Splice-switching ASOs are short, synthetic antisense nucleic acids that bind to pre-messenger RNA and interfere with the splicing process. While previous studies have shown the benefits of such therapy to restore functional protein levels in certain rare diseases, identifying patients who will likely respond has been challenging.
In a paper published in Nature on Wednesday, the authors described a strategy to identify patients with A-T, a rare neurological disorder, who could be treated with splice-switching oligonucleotide therapy. The framework could be used for other rare genetic disorders as well, they noted.
"Our study unlocks a new category of patients who could benefit from ASO therapy," co-corresponding author Timothy Yu, a researcher in the division of genetics and genomics at Boston Children's Hospital, told GenomeWeb.

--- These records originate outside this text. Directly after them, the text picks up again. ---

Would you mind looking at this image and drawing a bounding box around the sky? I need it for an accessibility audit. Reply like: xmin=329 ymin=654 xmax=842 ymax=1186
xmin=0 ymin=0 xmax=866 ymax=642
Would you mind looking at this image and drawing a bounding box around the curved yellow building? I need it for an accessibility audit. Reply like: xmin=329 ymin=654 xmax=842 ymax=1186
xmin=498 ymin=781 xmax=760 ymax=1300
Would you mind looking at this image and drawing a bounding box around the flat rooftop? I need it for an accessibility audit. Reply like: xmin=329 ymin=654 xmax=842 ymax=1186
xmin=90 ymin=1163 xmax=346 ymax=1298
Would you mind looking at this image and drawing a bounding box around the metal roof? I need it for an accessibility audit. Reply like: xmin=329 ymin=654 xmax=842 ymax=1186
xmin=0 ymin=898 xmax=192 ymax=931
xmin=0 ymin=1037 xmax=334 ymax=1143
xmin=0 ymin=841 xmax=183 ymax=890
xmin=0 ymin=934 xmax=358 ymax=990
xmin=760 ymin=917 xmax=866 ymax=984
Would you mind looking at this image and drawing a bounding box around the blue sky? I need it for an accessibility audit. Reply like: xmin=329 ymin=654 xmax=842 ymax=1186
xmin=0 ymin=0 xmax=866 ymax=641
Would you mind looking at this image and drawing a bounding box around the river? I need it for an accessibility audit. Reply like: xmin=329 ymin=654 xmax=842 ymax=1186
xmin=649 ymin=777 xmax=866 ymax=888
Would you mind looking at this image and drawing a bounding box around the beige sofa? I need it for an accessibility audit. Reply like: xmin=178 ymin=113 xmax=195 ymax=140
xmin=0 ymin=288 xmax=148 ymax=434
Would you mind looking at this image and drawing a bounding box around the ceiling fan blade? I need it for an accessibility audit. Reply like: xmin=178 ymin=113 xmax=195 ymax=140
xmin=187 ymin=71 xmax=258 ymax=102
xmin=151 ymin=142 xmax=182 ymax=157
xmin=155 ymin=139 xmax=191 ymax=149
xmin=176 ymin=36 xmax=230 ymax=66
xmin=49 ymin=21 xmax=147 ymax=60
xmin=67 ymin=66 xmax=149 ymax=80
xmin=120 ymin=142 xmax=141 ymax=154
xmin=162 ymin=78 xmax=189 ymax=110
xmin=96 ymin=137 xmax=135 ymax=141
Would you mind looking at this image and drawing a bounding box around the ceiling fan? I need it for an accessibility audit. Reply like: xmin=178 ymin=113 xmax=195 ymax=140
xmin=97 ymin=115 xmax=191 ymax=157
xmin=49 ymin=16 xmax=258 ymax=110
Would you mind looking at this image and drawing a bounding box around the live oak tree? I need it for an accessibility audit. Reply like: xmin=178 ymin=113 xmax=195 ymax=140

For their study, Yu, co-corresponding author Jinkuk Kim, a researcher at Korea's Advanced Institute of Science and Technology, and colleagues analyzed whole-genome sequencing (WGS) data from 235 individuals who were clinically or genetically diagnosed with A-T. The data was gathered from the Children’s Project Global A-T Family Data Platform, an international initiative led by family advocates that is mainly funded by the A-T Children’s Project.
A-T is an autosomal recessive disease with a prevalence of 1 in 40,000 to 1 in 100,000 live births worldwide. Patients with the condition undergo progressive cerebellar degeneration and immunodeficiency, and are prone to developing cancer. The disease is caused by a loss of function of the ATM gene.
While the WGS analysis revealed several A-T-causing genetic variants in the ATM gene, the researchers were particularly interested in the ones that could be targeted with ASOs. This led to the development of a taxonomy to classify the disease-causing variants based on their predicted amenability to splice-switching ASO therapy.
They found that 9 percent of patients had at least one variant that would probably respond to splice-switching ASOs, and an additional 6 percent who would possibly benefit from the therapy, totaling 15 percent of the cohort. Most of the ASO-amenable mutational events were in deep intronic regions that were more than 20 nucleotides away from an exon and would not have been found with an exon-focused sequencing approach.
They calculated that WGS provided a 3.5-fold to 7-fold higher "ASO therapeutic yield" than whole-exome sequencing would have. "I hope our findings serve as an impetus for wider and earlier adoption of WGS," said Yu.
Next, the authors shortlisted two recurrent genetic variants that could be targeted by ASOs and developed oligonucleotides that were capable of rescuing functional ATM deficits in patient cell lines. One of these is currently being tested in a pilot clinical trial, which has been underway for the past 36 months, the authors wrote.
The researchers said they believe that 70 percent of the 35 A-T patients with ASO-amenable variants in the study could be treated with as few as five splice-switching ASOs, whereas treating all 35 individuals would require 15 distinct drugs.
Meanwhile, through a meta-analysis on literature of other diseases, the authors found inherited retinal disease caused by recessive ABCA4 deficiency that is likely to have ASO-amenable variants in similar proportions as A-T.
Although the findings take the field of genetic therapy forward, the authors cautioned that ASO therapy remains investigational and contains uncertainty and risk that must be weighed carefully in a clinical context. "Continued study of patient-customized ASO therapies in serious genetic illness, facilitated by this framework, will be important to gather the body of evidence necessary to support the viability of this approach," they wrote.